Friday, August 20, 2010

Don't be Jealous

Are you stuck in the mud unable to get your writing the visibility you'd like? Do others around you seem to be have more success or even some success?

Well, don't be jealous. We are all working hard to write and create stories we will enjoy reading. If writer A succeeds while writer B does not, there are a few things to remember:

  • What is and is not published is completely subjective. If your work is going nowhere this is part of the reason. To change this you need to know how to sell your work.
  • Competition is fierce. I submit a story and it is rejected. Part of the reason for this is the magazine I submitted to is flooded with other work as good or better. This does not mean my story is bad, just that the other stories a better fit for that magazine. So I move on.
  • Luck is factor. Some people just show up at the right place and the right time and some people don't. I usually don't. If you are not lucky then you'll need to rely on talent, skill, and persistence.
  • Some people are more talented than you. And some are not. This does not mean you can't write. It does mean you need to write your best at all times. If you are going to market with a B-story and not an A-story you will only have heartache after heartache.
  • Publishers do not take risks. If your story is risky to them and they feel it won't sell, you are rejected. That doesn't mean they are right, only that you may need to self-publish to have the story go out to the world.
I say these things not to discourage anyone; rather I am trying to be honest so that you understand the forces working against you. Frankly I'm surprised anything ever gets published given all this. But I also say this to remember myself why I find myself in this boat. The longer I go down this path, the harder it is for me to continue because I seem to be going nowhere. It is easy to forget what I'm up against because I don't see anything obvious working against me. But they are there nonetheless.

For me, this does not stop twinges of jealousy from flaring up. Yes, I get jealous of others. I am only human after all. That doesn't mean I wish these people ill. On the contrary, I wish them all the succeed they can earn. I just wish I was there with them going on the same journey, instead being stuck on the shore waiting for a boat to have room for me.

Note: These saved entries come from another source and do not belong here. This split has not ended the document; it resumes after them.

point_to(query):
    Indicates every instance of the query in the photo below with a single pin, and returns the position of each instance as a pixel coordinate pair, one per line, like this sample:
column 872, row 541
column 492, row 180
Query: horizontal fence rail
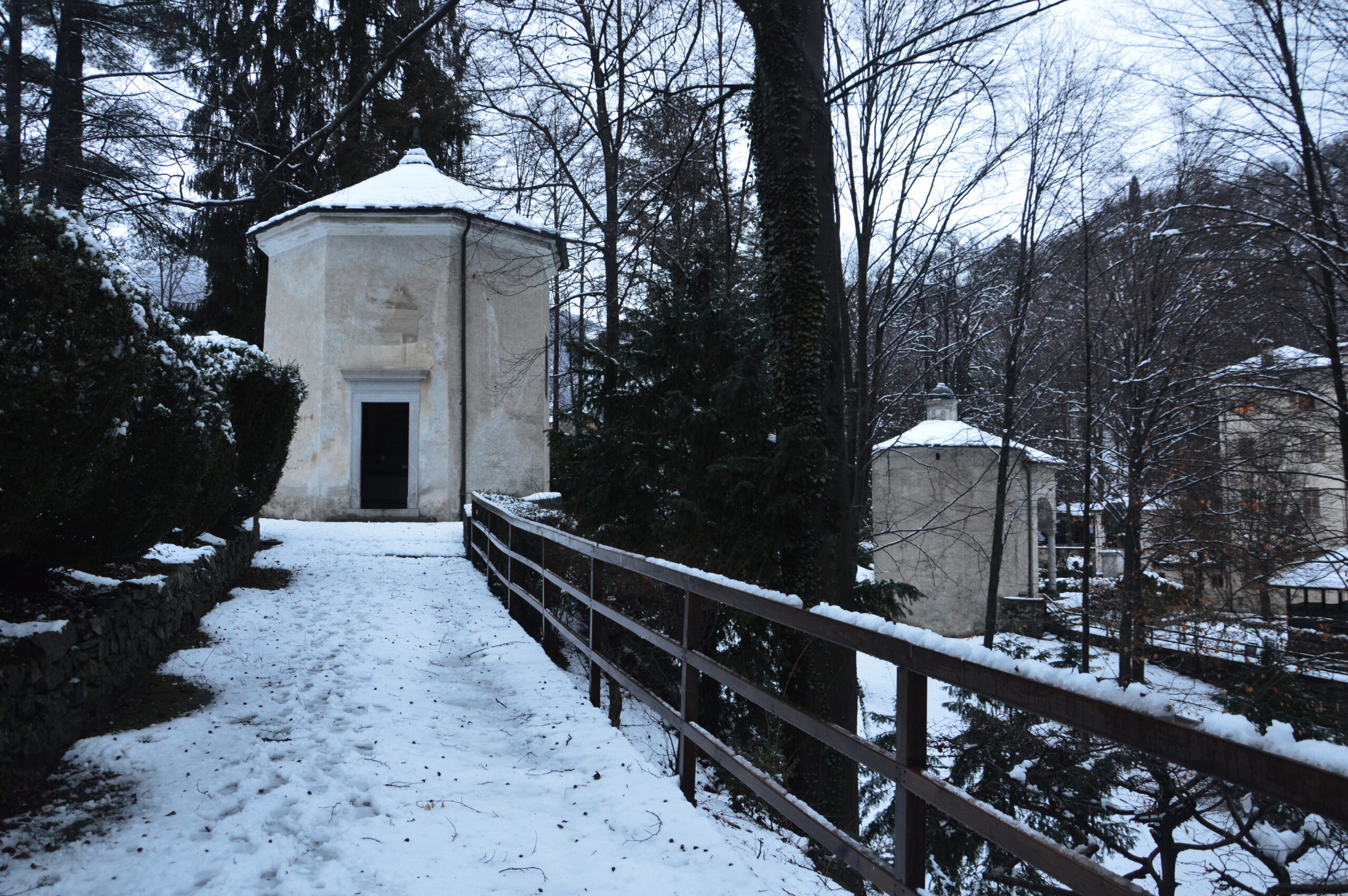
column 491, row 538
column 1191, row 636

It also doesn't make me a bad person, flawed perhaps (and who isn't?) but not bad. Luckily I am not consumed by jealousy. That would do me no good. I have to remember to stay focused. I determine my own success or failure. Me. Not the writers who are succeeding. Not the publishers who are rejecting me. After all, if I wrote a story than was a perfect fit for a magazine or small press they'd take it in a shot. They'd be stupid not to. But my work isn't a perfect fit so I need to sell my work the best I can, self-publish, or give up.

For now, I'm trying to sell my work. Well talk about doing that next time.

2 comments:

Anonymous said...

I hate it when I feel those twinges of jealousy, and I tend to beat up on myself when I do because I know that it's wrong, but I am only human. I also happen to be one of those people who would really like to have some sort of validation of my work. The "good" writers, the real artists, are happy with just writing. I crave feedback like oxygen.

I do realize that it is partially my own fault. I continue to throw my shots at the highest target, hoping that they might stick, when I really should be starting closer to the bottom. I have no credentials and what I'm writing would be a risk to a publisher, no doubt. I strive constantly to push away the green-eyed monster, but I don't pretend that it's not there, and I make a point of admitting it when I'm feeling envious - while also letting the person know that I admire them and that I wish them the best (because I do.)

Will I continue to be jealous? - Probably, but I will also struggle to curb it as well. And maybe, if I'm ever in those shoes that one wears with success, I'll be more forgiving of anyone who at is then jealous of me...

-Chantal

Rich Feitelberg said...

It is normal to be jealous, a little, to want validation, and to know you are on the right path. At least I think so. I don't know that real artists are happy with just writing. I think everyone wants to succeed. We will never know how a Stephen King or Scott Orson Card would have handled more rejection than they got.

The only thing we can do is work at our writing and hope that something will be published at some point. Focus is important here because it is easy to lose sight of the larger goal we strive for.

One odd thing about all this is that now that I've admitted to this, I feel better. I am more focused and my own self-doubt is less. Maybe I don't give a damn any more, but I think I've wrestled a few more demons to the ground. We'll see.